Wednesday, June 14, 2006

Perfect Pizza Crust

Normally, I don't cross-post things to both this site and Slashfood, but this pizza crust warrants an exception.
This crust is a recipe from the most recent issue of Cook's Illustrated. It caught my eye because there was a tagline that said "great pizza without an 800-degree oven." I guess it doesn't take much to convince me.
I've made good pizzas at home, but never a great pizza until now. The crust was incredibly easy to put together and baked up light, crispy and full of air pockets, which I love to see in my crusts. The dough was actually made in the food processor, so it took very little effort in terms of mixing and kneading, and it was also very easy to handle.
The secret to the crust is the use of cake flour. In a commercial pizza oven, the dough cooks so quickly that a high protein flour (like bread flour) is needed to maintain the chewiness of the crust and keep the pizza from drying out. In a home oven, the pizza spends more time cooking because it is done at a lower temperature; the high-protein flour doughs take too long to cook, resulting in a tough pizzza, while the dough made with the low-protein cake flour cooked faster and delivered a crust with a tender interior and crisp crust.

View a photo essay of the pizza-making process here.

The other key to this recipe is a pizza stone. Pizza stones absorb the heat of the oven and cook the dough from the bottom as well as from the top, producing a crisper, lighter crust. It is imperative that you use a pizza stone to get the best results. I got mine for about $10 at Trader Joe's. You don't need an expensive one, any one will do.

Perfect Pizza Crust
(from Cooks Illustrated)
1 1/4 tsp instant or active dry yeast
1 cup water, slightly warm or room temperature
1 3/4 cups (8 3/4 oz) all-purpose flour, plus more for work surface
1 cup (4 oz) cake flour
1 1/2 tsp salt
2 tsp sugar

Preheat the oven to 500F with your baking stone on the oven rack.
Combine yeast and water and stir to dissolve.
Combine flours, salt and sugar in the bowl of a food processor and pulse to blend. With the motor running, stream in water/yeast mixture. Continue to process for 1-2 minutes, until dough becomes smooth and satiny. Add an extra tablespoon of flour if the dough becomes too sticky (see photos).
Divide dough into two and shape each piece into a tight ball. Place on a lightly floured surface and cover with lightly oiled plastic wrap or a clean dish towel. Let rise for 1 hour, or until doubled in size.
Working with one ball of dough at a time, place on a lightly floured surface. Flatten the dough into an 8-inch disk, then stretch the edges gently until the dough is about 12-inches in diameter, rotating the dough by quarter turns as you work. You can also gently stretch the dough by placing it on the backs of your hands, letting the weight of the dough stretch it out.
Transfer the stretched dough onto a baking sheet that has been covered with cornmeal (you can use a pizza peel, if you have one).
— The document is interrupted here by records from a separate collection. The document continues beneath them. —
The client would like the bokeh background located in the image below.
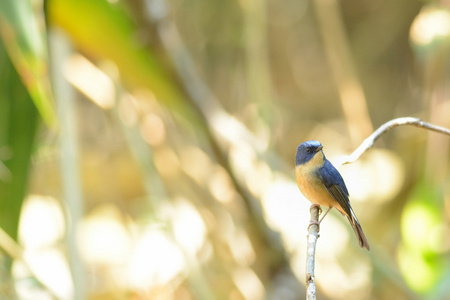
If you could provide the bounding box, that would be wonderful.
[0,0,450,299]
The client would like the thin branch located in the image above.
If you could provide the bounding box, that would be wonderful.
[338,117,450,165]
[306,117,450,299]
[306,206,320,300]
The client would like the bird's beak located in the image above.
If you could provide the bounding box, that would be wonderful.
[316,145,323,152]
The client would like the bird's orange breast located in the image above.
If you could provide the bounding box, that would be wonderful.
[295,152,335,208]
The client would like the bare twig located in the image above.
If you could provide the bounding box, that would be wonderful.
[306,117,450,299]
[339,117,450,165]
[306,205,320,300]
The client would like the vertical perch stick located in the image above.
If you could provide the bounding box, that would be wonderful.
[306,205,320,300]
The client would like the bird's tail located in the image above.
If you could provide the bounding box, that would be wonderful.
[348,209,370,251]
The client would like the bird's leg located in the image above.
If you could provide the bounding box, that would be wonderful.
[308,204,322,231]
[308,205,333,232]
[318,207,332,224]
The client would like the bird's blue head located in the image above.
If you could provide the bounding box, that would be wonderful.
[295,140,324,166]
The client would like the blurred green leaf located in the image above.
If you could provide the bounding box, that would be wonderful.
[401,196,440,253]
[0,0,56,128]
[398,245,442,294]
[0,39,38,243]
[399,181,445,294]
[47,0,202,125]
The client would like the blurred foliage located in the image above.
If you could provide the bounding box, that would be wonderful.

Spread it with a small amount of the sauce (see recipe below), toppings of your choice and slide it quickly into the oven.
Bake pizza at 500F for 5-10 minutes, until well browned.
Retrieve pizza with baking sheet or pizza peel.
Serve immediately and repeat process with second piece of dough.

Makes 2, 12-inch pizzas

Note: You can also use the "convection bake" setting, if your oven has one, and reduce the cooking time by 1-2 minutes. This allows for extra air circulation and could result in a slightly crisper crust, as well as a quicker cooking time.

Pizza Margherita Sauce
Cooks Illustrated offered a really simple sauce with the crust recipe. It's made from canned tomatoes, so take care to use good ones. I've had better sauces, but I've also had worse. For a simple recipe, this one isn't bad.
2 15-oz cans whole plum tomatoes (or diced tomatoes)
1/2 tsp sugar
1 clove garlic (optional - I left it out), minced
1/4 cup fresh basil, chopped
salt, to taste
Whizz tomatoes and the rest of the ingredients in a food processor until tomatoes are broken up. Drain with a fine mesh strainer for at least 30 minutes to get rid of excess moisture that could make the dough soggy.
Cooks Illustrated recommends using fresh mozzarella, cut into 1/4-1/2 inch pieces or a simple sprinkle of parmesan if you're not a big cheese eater. The crust is also excellent with just the toppings and sauce, if you don't want any cheese. Other options include:
Diced artichoke hearts (pictured above) are delicious, as are other veggies
Thinnly sliced red onion goes with just about everything
Pepperoni or thinnly sliced ham/sausage is always an option for meat eaters
The crust is light, so very "wet" ingredients, like fresh tomatoes, may not be a good choice.